Project Goal: Convert 112 rtf documents containing newspaper articles to one single Excel file with each row representing one article and each column representing one field from each article (e.g. source, title, date, etc).
There should be one entry (row) per article. There is an estimated 8,308 articles, so the output should have an estimated 8,308 rows.
Each cell should contain the FULL TEXT from the corresponding field. Excel 2010 (the version we are using) has a cell character limit of 32,767. This is about 6,500 words (with single spaces between words). We do not believe that the text in any fields contain more than 6,500 words, but if they do please inform us.

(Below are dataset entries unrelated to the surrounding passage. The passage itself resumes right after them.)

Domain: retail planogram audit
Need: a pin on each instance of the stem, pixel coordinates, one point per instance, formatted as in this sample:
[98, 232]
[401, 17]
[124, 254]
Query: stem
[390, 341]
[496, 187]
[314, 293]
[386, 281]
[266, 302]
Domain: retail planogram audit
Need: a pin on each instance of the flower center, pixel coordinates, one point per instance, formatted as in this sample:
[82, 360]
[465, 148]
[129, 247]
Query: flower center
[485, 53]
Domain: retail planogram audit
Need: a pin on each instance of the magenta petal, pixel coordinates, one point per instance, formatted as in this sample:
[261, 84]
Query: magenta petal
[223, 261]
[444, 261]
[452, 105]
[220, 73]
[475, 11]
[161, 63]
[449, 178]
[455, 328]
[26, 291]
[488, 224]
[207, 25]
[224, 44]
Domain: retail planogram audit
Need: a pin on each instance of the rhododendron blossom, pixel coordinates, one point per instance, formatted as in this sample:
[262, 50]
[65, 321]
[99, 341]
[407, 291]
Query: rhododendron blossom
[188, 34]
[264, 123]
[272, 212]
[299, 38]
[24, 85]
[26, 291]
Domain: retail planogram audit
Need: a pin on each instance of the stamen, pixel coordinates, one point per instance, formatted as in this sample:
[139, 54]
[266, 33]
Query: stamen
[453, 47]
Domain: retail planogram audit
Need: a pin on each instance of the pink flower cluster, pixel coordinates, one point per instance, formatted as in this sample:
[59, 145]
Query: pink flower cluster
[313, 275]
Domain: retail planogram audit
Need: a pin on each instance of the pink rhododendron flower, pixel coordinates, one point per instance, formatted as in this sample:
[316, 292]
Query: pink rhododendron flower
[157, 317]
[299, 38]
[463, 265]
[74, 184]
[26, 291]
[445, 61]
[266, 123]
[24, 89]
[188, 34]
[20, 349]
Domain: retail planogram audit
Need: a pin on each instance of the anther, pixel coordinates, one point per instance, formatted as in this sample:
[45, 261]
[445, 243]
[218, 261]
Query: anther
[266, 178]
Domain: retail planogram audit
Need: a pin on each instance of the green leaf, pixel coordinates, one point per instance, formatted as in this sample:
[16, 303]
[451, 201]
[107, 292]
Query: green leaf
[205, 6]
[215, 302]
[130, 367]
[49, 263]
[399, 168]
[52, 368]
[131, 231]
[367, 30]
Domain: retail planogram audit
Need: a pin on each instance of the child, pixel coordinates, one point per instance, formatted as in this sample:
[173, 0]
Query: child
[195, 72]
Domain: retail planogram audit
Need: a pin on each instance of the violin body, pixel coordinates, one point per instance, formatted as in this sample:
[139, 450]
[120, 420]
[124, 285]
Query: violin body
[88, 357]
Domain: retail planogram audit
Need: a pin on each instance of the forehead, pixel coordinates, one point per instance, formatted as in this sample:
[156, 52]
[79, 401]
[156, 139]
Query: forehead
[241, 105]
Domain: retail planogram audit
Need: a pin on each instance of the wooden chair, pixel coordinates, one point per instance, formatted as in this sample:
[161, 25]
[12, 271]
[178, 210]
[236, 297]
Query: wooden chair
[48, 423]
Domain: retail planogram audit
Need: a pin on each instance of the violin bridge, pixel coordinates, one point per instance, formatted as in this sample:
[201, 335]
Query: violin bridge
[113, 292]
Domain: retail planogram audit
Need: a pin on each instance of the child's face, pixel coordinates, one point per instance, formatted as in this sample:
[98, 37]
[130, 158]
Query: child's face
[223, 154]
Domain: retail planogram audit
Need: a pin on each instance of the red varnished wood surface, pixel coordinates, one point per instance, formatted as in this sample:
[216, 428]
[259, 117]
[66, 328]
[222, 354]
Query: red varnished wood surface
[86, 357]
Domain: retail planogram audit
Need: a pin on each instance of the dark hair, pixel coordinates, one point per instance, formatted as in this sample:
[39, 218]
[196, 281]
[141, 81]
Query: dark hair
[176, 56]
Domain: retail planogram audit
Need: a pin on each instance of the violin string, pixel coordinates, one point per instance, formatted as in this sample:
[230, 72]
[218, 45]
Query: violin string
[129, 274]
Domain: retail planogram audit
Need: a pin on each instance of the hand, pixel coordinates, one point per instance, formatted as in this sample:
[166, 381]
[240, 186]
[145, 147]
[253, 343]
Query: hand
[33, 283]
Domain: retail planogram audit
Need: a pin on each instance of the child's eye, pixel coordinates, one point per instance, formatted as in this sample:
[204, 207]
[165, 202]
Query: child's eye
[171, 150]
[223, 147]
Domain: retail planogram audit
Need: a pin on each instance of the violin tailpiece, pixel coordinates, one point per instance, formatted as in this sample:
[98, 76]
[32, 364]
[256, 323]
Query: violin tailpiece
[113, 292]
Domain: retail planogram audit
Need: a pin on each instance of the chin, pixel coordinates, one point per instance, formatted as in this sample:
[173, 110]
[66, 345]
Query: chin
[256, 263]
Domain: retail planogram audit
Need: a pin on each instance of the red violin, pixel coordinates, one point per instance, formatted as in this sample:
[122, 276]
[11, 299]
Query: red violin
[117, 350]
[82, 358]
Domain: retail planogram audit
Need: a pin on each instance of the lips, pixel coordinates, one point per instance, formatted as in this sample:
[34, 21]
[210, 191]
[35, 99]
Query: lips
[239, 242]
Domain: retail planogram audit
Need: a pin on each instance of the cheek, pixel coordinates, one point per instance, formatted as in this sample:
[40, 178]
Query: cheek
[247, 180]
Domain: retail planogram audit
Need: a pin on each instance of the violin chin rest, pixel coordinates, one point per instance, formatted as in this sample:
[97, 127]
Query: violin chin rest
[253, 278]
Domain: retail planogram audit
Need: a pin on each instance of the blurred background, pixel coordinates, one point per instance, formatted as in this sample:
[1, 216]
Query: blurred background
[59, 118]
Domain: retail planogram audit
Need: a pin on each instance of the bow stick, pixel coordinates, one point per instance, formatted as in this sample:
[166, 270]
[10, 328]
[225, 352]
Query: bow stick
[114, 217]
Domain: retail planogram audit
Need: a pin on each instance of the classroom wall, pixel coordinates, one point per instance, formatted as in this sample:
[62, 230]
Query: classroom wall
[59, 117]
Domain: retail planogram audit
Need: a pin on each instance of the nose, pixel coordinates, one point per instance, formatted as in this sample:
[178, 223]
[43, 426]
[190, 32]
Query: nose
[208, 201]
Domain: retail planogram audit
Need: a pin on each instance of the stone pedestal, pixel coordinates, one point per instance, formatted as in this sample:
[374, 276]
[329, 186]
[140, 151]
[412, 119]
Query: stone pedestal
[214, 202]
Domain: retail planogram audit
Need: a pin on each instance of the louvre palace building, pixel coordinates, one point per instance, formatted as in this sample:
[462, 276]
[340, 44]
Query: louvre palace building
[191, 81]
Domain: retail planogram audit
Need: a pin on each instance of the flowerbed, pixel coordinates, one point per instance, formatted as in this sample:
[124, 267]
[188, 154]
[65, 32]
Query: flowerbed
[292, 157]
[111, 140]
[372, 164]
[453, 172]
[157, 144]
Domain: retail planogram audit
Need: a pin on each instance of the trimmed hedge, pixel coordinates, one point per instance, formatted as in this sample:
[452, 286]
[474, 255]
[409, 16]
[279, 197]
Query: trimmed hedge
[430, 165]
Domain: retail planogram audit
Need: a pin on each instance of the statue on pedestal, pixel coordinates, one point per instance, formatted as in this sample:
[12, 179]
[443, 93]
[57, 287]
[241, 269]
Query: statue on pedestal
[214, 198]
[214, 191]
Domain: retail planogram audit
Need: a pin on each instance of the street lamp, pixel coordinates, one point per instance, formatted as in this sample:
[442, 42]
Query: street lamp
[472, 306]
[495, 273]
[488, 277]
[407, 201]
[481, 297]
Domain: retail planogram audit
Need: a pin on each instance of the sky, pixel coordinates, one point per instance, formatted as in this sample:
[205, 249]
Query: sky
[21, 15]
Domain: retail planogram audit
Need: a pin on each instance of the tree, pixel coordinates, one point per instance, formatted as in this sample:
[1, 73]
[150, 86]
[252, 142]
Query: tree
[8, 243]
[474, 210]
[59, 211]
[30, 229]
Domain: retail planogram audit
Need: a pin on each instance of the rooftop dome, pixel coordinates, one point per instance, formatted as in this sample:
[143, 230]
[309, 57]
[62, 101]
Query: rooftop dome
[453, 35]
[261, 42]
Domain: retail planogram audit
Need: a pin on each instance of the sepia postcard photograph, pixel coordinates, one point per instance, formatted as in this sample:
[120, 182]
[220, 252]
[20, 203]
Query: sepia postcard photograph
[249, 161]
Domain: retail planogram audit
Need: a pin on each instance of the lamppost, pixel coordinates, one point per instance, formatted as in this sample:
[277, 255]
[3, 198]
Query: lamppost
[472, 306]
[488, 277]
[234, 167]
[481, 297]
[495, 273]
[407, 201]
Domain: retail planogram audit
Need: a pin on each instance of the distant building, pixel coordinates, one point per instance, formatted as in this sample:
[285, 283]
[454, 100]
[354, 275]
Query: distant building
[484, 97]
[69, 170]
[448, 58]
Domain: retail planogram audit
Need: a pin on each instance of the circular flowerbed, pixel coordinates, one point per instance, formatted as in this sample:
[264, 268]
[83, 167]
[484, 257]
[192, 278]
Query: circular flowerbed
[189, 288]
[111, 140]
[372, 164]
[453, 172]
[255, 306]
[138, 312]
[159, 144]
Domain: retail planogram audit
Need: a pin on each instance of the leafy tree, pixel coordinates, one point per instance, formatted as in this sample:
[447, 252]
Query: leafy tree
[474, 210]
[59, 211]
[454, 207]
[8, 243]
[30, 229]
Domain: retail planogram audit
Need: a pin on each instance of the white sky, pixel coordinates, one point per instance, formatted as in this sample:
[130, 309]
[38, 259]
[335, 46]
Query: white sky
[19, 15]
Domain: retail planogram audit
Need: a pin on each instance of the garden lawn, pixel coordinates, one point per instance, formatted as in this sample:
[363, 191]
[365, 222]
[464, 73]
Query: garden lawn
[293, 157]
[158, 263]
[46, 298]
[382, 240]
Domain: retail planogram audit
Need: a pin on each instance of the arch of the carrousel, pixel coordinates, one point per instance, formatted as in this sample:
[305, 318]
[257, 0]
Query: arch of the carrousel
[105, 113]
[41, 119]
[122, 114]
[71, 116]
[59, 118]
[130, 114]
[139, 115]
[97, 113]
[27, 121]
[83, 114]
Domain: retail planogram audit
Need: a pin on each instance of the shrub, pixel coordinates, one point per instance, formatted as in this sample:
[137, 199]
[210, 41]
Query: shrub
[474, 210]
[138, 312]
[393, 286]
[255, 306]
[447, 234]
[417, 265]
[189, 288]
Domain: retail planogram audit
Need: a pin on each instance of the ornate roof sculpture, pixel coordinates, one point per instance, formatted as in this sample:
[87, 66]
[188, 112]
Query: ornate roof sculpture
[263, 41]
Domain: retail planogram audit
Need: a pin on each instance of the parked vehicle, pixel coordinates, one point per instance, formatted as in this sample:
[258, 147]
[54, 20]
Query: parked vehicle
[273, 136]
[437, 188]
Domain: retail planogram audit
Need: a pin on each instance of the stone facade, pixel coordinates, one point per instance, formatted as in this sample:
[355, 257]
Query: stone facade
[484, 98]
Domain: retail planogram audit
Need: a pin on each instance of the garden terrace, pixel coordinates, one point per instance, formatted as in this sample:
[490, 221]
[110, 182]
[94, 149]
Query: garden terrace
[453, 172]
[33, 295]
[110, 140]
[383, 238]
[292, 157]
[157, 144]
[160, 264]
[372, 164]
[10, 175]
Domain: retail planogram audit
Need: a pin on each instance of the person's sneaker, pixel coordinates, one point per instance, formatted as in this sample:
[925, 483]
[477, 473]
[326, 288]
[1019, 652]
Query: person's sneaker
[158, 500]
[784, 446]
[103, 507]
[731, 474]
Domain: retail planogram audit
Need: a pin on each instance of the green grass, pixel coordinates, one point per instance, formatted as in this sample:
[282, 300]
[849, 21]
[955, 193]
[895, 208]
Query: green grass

Please keep paragraphs intact (line breaks between paragraphs).
The documents are from the Factiva database and each field starts with a field code. Here is a list of field codes: [url removed, login to view]
I am attaching a word document that contains sample input and output. Please let me know if you have any questions.
40 freelancers estão ofertando em média $117 para este trabalho
Hello sir,I have 8 member team and good experience and we can start the work right now and also all communication and work will be high quality. all work will be on my office without any delay.thanx
Greetings, we understand your requirment and have done many similar projects of this kind would deliver your ouput as required by you with no errors waiting for your reply thanks and regards thehightechsol
Hi SIr/Madam. I'm expert in Python programming and I've done a number of similar projects, so this one shouldn't be a problem to finish. Bets regards, Fejs.
I can help you with this. I have understood what you require to be done and can get it done for you. Please get back to me let's discuss so we can start. Thanks Claudia
Hello I'm Python developer and I'm interesting with your project. could you please provide the sample rtf-file? i would like to see how the different fields are specified in the rtf. Thank you. Ready to start asap.